El crujido de las bolsas de papel apareció cuando comenzó a arrugar las vacías. Tomó una respiración profunda y recogió un pastel de caramelo acercándolo a su boca.

—¡Te lo mereces! —se dijo a sí misma con una sonrisa y se lo metió en la boca saboreando el sabor.

—¡Mmm! ¡Cielo! —cerró los ojos en la dicha.

Sentada en la cama, abrió su computadora portátil y comenzó a hacer lo que había estado haciendo durante los últimos días desde su regreso de ese hotel.

Buscando a Valerie Sinclair.

Incluso contactó a unas personas en internet que podrían proporcionarle el número de contacto de la señora Sinclair a cambio de una pequeña fortuna.

Pero hasta ahora nadie le había proporcionado ninguna prueba.

—¡Hola! —apareció un chat en la esquina de su computadora portátil.

—¿Sí? —preguntó con desinterés.

—Soy Jake22. ¿Querías el número de Valerie Sinclair? —oh. ¡Otro mentiroso!

—Sí. Pero solo serás pagado después de la confirmación. No antes de eso. Obviamente, estaba dispuesta a gastar dinero en ello.

Jake22:
—Sí. Puedes pagarme después. ¿Es solo Valerie o también necesitas el número de Nina?
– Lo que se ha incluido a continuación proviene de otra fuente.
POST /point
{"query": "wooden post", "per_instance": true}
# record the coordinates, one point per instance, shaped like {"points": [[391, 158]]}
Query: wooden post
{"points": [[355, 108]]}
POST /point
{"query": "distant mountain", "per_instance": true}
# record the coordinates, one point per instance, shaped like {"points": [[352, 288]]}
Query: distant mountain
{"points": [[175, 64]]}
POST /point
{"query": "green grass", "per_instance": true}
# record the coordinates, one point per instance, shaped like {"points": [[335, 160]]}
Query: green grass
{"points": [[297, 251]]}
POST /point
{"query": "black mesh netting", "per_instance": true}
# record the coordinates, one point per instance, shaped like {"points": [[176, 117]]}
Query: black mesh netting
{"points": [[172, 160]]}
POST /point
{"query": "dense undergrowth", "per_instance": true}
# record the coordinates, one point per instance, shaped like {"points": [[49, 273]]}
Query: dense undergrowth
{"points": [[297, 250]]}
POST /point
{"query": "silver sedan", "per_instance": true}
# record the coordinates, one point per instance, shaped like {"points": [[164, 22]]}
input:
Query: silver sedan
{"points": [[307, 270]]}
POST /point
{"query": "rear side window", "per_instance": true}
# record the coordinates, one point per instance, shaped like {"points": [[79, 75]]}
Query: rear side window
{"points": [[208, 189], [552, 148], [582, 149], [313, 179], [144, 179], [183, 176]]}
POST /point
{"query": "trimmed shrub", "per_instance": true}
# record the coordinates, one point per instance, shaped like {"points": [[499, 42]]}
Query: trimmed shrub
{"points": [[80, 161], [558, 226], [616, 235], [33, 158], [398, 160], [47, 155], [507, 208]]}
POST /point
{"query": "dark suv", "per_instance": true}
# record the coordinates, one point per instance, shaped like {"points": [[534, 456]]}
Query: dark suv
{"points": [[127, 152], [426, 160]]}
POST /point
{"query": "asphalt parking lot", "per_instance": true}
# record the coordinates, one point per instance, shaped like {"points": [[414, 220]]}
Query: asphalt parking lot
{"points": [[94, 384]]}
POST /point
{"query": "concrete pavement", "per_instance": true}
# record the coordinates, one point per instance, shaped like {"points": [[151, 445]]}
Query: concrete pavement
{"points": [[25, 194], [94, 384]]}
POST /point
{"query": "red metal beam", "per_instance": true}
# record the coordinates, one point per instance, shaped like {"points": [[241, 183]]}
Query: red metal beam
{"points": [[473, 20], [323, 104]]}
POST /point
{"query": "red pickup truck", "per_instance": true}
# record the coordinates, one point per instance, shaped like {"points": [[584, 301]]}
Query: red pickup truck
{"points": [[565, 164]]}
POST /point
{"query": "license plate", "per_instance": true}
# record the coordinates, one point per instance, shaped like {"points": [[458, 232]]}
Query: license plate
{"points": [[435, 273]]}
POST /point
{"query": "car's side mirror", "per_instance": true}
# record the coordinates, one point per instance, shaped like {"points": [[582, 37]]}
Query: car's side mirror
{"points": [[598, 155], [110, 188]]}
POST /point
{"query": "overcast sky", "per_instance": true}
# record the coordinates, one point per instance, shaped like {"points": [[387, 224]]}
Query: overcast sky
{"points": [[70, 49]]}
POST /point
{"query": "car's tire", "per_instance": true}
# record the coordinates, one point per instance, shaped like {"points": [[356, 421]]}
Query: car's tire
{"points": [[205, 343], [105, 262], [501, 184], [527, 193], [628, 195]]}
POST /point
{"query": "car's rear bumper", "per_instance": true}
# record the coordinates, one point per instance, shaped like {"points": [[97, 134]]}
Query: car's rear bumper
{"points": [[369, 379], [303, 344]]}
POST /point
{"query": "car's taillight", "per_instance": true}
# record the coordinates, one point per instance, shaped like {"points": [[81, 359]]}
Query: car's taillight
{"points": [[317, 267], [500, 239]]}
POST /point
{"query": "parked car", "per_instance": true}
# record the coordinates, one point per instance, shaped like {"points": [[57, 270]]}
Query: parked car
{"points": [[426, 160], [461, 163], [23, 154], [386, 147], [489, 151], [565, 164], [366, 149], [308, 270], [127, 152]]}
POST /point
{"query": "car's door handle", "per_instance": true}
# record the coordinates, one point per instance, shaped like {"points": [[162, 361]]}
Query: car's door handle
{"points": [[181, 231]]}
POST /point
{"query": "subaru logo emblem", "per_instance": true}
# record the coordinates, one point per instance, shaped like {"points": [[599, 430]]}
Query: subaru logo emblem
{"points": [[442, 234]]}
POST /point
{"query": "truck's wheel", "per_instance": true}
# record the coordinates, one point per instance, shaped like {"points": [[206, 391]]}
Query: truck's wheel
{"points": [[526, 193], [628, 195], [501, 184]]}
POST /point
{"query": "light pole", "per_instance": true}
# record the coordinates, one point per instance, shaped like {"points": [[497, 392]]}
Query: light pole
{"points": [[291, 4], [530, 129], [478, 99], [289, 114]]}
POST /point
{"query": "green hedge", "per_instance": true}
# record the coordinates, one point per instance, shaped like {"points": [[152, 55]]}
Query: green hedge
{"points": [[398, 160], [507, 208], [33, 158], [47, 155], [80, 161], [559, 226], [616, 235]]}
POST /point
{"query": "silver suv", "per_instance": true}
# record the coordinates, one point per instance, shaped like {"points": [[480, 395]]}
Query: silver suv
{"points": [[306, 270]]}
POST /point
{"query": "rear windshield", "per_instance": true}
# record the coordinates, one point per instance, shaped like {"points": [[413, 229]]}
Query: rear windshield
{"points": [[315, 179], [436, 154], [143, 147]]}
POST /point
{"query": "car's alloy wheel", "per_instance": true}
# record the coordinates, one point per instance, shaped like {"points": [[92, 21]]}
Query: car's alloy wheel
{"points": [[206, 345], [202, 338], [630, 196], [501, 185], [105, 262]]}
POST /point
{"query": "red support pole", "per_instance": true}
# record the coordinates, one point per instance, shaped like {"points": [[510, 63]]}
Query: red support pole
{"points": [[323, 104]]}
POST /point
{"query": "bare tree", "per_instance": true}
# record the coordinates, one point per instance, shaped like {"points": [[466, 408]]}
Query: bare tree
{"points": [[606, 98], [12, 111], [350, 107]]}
—¿Nina? —Kate frunció el ceño antes de escribir.

Jake22:
—¡La suegra de Valerie!

¿Qué haría ella con el número de la madre de Rafael? Había visto su información en internet. Era una empresaria y no necesitaba el dinero de su hijo para nada.

Una reconocida diseñadora que era adorada por varios modelos… Y por toda la industria de la moda.

Jake22:
—Valerie es la esposa de Rafael, así que es raro si alguien puede proporcionarte el número. Pero Nina fácilmente puede darte eso. ¡Solo demuéstrale que eres amiga de Valerie y te lo dará así de fácil!
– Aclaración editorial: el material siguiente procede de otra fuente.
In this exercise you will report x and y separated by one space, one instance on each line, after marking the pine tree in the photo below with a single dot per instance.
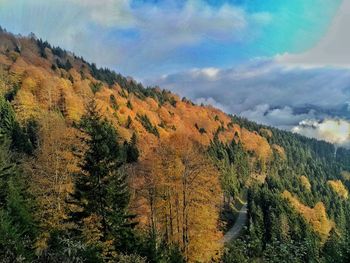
101 189
17 227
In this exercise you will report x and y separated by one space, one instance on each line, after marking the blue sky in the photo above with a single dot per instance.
172 35
280 62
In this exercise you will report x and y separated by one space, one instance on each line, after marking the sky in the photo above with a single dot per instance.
284 63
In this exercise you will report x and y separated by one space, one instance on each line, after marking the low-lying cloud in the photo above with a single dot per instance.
336 131
270 93
127 34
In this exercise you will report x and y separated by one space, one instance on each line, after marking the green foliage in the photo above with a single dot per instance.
129 105
20 140
113 102
17 227
101 188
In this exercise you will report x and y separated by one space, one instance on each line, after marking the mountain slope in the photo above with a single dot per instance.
195 165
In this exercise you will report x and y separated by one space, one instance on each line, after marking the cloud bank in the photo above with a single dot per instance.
131 34
270 93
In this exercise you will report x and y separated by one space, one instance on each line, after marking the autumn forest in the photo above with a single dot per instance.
96 167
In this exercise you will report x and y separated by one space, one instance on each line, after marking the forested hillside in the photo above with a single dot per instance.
95 167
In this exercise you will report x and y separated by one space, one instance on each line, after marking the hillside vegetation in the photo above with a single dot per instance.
95 167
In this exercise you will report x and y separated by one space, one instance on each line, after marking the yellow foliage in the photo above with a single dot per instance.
316 217
280 151
305 182
345 175
266 132
179 195
339 188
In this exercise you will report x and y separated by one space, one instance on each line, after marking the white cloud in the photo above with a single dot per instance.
335 131
332 50
129 35
267 92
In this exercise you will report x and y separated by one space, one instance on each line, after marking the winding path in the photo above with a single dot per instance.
238 225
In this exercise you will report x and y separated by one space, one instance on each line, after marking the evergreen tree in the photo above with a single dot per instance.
101 189
17 228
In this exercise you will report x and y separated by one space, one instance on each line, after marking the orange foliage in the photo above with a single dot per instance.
177 191
305 182
339 188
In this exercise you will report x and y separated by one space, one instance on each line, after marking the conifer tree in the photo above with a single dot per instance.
101 189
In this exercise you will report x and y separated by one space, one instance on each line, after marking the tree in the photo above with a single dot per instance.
181 188
101 189
51 170
17 227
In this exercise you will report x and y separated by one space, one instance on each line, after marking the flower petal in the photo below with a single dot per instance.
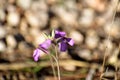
36 54
45 45
70 41
59 34
62 46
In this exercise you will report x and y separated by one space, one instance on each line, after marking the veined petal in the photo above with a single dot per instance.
45 45
59 34
36 54
62 46
70 41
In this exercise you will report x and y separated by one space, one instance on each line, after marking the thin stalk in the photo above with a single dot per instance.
53 67
57 61
57 66
108 39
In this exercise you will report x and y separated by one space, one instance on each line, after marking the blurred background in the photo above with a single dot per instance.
88 22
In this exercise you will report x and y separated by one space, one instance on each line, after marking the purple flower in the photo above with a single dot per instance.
59 34
42 48
63 41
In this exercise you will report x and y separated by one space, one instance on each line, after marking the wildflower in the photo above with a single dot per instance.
42 48
63 41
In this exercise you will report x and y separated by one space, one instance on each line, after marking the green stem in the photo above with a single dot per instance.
53 67
57 61
57 66
108 39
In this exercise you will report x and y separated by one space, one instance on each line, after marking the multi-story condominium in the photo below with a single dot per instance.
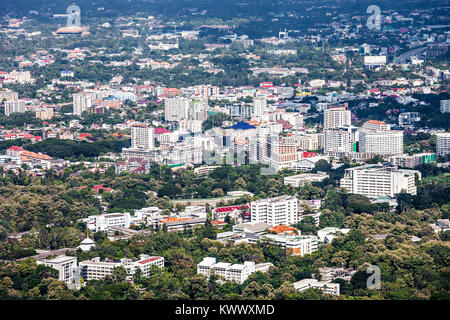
275 211
259 107
296 245
383 142
338 140
336 116
95 269
376 125
310 141
445 106
103 222
82 101
14 106
232 272
408 119
301 179
176 109
379 180
8 95
142 137
326 287
407 161
44 113
442 144
65 265
190 125
281 153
Jake22 tenía razón. Debería conseguir el número de Nina. De hecho, necesitaba tener tantos números como fuera posible.

¿Y si le cuento a Nina sobre su nieto y luego también saco algo de dinero de ella? Pensó con una sonrisa y extendió la mano para tomar otro pastel. Un éclair de fresa.

Después de comerlo, se lamió los dedos, —Bien. Dime el precio del número privado de Nina Sinclair.